The Depths of Courage: American Submariners at War with Japan, 1941-1945 by Flint Whitlock and Ron Smith, something like a submarine itself, goes both above and below the surface. Whitlock and Smith give readers the big picture of how submarines contributed so mightily to the Allied victory in the Pacific and the little picture of life aboard some of those submariners as remembered by veterans of the war.
One of these submariners was co-author Smith, who joined the Navy hoping to fly planes but ended up under the sea instead. He had some hairy adventures on different boats and, unlike so many of his fellows, lived to tell about it.
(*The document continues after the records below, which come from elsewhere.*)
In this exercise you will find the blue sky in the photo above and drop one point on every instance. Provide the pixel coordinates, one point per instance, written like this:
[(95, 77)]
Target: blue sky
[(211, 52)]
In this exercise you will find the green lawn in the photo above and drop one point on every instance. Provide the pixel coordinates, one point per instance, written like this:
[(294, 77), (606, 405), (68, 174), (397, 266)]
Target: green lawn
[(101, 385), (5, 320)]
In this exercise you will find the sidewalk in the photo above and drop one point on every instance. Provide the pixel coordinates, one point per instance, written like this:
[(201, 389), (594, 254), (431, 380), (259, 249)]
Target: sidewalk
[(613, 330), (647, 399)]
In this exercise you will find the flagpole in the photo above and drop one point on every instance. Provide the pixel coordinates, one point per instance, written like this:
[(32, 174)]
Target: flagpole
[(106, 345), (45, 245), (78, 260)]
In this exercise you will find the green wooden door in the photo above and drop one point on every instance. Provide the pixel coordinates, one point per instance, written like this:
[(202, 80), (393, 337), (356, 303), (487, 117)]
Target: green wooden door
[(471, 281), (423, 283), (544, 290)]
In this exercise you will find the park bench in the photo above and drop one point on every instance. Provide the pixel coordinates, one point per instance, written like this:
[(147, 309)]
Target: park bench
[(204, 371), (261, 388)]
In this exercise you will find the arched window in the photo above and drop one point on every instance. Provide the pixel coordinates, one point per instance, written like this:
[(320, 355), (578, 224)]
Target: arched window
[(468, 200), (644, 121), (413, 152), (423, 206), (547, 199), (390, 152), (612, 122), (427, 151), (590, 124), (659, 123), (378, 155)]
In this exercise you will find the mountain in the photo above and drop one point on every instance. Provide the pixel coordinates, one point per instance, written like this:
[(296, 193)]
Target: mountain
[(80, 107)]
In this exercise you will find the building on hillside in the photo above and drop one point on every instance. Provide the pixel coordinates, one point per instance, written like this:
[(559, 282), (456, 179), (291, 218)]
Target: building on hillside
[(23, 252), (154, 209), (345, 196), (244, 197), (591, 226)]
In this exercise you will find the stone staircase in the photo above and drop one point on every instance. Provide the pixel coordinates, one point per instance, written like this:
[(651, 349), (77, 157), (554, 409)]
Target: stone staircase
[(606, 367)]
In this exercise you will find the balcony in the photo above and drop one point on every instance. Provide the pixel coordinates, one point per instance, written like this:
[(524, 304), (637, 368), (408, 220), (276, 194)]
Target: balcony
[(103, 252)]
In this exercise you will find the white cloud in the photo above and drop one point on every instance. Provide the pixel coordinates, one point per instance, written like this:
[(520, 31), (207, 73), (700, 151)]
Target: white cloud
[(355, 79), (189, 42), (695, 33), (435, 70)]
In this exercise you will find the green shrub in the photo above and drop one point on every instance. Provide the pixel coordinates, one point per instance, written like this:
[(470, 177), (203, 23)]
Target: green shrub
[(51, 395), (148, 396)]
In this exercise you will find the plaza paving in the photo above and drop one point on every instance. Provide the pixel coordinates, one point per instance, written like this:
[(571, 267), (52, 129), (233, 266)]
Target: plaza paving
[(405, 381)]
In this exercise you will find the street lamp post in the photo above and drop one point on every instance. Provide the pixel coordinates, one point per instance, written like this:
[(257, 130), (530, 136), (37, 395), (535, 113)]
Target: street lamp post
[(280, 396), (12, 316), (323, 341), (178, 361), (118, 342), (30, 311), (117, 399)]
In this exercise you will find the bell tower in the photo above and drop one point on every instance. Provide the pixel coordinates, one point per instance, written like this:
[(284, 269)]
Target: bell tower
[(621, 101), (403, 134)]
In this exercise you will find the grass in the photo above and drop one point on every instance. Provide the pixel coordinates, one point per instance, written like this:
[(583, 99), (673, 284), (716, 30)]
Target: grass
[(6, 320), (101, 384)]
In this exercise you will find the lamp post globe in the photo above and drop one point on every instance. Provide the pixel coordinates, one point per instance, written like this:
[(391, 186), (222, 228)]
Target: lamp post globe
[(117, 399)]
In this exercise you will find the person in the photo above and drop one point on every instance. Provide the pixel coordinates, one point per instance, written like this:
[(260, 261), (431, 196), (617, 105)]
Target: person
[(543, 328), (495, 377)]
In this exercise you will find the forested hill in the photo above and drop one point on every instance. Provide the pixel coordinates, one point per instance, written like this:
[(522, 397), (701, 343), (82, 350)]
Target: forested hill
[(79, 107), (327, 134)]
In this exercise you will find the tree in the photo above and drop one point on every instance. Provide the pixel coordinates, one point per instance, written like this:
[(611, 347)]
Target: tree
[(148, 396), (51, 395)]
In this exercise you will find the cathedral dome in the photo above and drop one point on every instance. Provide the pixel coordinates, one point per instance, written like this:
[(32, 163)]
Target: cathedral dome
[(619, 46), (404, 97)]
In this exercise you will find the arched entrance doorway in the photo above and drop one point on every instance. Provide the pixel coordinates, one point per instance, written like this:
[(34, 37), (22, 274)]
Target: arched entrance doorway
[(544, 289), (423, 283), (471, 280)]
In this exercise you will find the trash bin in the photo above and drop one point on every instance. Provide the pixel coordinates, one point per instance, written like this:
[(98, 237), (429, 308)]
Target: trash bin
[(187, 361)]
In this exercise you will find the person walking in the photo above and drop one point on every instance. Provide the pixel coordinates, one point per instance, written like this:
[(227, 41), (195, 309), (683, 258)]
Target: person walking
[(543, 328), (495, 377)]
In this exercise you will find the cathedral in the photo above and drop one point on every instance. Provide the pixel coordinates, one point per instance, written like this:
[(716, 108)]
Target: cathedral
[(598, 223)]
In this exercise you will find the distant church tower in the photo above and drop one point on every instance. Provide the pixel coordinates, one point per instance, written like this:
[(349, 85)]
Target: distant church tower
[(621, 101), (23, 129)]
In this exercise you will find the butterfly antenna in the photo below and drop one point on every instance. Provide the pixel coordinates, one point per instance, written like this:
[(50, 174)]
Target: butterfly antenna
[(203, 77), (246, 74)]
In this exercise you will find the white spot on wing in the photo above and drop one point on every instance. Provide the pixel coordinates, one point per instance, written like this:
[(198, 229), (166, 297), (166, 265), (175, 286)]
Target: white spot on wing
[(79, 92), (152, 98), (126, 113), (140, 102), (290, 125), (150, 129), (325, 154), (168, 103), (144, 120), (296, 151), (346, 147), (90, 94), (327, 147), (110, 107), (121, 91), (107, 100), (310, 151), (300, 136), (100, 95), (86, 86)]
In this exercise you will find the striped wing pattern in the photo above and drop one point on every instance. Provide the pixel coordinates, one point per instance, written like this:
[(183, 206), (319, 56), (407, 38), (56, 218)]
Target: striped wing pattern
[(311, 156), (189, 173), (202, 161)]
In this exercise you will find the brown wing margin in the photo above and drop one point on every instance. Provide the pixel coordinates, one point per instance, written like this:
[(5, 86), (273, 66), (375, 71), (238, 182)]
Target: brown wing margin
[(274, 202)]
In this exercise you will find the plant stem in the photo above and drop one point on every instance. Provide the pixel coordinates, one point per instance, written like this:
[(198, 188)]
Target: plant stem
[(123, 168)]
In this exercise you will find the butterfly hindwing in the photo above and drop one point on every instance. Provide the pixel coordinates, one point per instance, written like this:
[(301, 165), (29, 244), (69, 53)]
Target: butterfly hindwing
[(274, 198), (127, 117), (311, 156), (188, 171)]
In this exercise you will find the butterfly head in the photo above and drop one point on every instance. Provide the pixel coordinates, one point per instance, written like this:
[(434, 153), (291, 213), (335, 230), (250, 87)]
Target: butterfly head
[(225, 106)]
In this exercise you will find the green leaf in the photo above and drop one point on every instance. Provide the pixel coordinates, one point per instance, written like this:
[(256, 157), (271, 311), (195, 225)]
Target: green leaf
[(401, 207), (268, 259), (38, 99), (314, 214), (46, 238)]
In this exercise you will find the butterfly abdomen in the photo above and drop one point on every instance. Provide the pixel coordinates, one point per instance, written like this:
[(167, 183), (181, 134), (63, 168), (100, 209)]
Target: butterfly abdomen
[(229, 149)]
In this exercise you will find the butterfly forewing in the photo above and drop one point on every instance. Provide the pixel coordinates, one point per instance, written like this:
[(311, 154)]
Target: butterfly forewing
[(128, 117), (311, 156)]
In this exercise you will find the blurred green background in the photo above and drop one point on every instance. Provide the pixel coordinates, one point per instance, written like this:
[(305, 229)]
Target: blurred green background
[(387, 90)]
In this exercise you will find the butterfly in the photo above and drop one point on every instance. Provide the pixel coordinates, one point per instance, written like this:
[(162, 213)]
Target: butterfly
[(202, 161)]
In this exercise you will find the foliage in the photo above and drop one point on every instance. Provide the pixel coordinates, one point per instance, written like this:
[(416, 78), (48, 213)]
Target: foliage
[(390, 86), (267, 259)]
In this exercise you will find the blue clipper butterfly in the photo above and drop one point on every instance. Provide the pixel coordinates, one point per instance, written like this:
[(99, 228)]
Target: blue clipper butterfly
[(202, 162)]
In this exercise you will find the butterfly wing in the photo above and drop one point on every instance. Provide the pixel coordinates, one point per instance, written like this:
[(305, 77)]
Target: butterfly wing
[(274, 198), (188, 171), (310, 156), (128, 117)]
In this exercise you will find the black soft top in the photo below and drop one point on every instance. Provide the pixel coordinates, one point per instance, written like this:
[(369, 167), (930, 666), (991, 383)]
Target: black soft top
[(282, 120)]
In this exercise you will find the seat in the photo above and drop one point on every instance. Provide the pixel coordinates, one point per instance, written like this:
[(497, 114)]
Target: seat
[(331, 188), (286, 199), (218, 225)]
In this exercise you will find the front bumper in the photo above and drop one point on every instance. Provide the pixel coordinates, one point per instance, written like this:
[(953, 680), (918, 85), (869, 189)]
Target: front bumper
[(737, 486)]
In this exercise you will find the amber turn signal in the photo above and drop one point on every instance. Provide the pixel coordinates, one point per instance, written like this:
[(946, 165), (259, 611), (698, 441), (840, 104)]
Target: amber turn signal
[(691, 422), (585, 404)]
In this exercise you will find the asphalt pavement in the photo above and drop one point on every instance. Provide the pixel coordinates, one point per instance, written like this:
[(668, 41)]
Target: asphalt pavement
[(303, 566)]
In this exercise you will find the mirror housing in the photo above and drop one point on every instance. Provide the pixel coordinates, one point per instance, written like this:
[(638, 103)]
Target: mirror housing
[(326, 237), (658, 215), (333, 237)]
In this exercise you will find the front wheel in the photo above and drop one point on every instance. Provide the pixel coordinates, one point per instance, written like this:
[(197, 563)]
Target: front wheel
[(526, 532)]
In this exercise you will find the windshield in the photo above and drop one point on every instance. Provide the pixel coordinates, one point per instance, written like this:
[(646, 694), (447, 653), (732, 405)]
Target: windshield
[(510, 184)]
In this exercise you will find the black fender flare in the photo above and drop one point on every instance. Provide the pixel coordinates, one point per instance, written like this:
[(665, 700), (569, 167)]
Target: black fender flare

U.S. submarines had little impact early in the war, primarily because their torpedoes consistently went awry or, when they did hit their targets, failed to explode. Captains complained, but the admiral in charge insisted the problem lay with the crews, not the torpedoes. Once the leadership problem got corrected, the torpedo problem was quickly resolved, and Japanese ships began touching the bottom of the ocean in large numbers. American submarines accounted for 60 percent of the tonnage of Japanese cargo vessels sunk during the war.
"The American submarines were the noose that slowly stangled Japan to death," the authors write.
"The price of victory, however, was high. Of the approximately 15,000 men who served in the 288 American submarines from 1941 to 1945, 374 officers, 3,131 enlisted, and fifty-two submarines -- 22 percent of the total -- were lost."
Whitlock and Smith provide details about virtually every major submarine mission in the Pacific war. This ranks among the best books about submarine warfare I have read.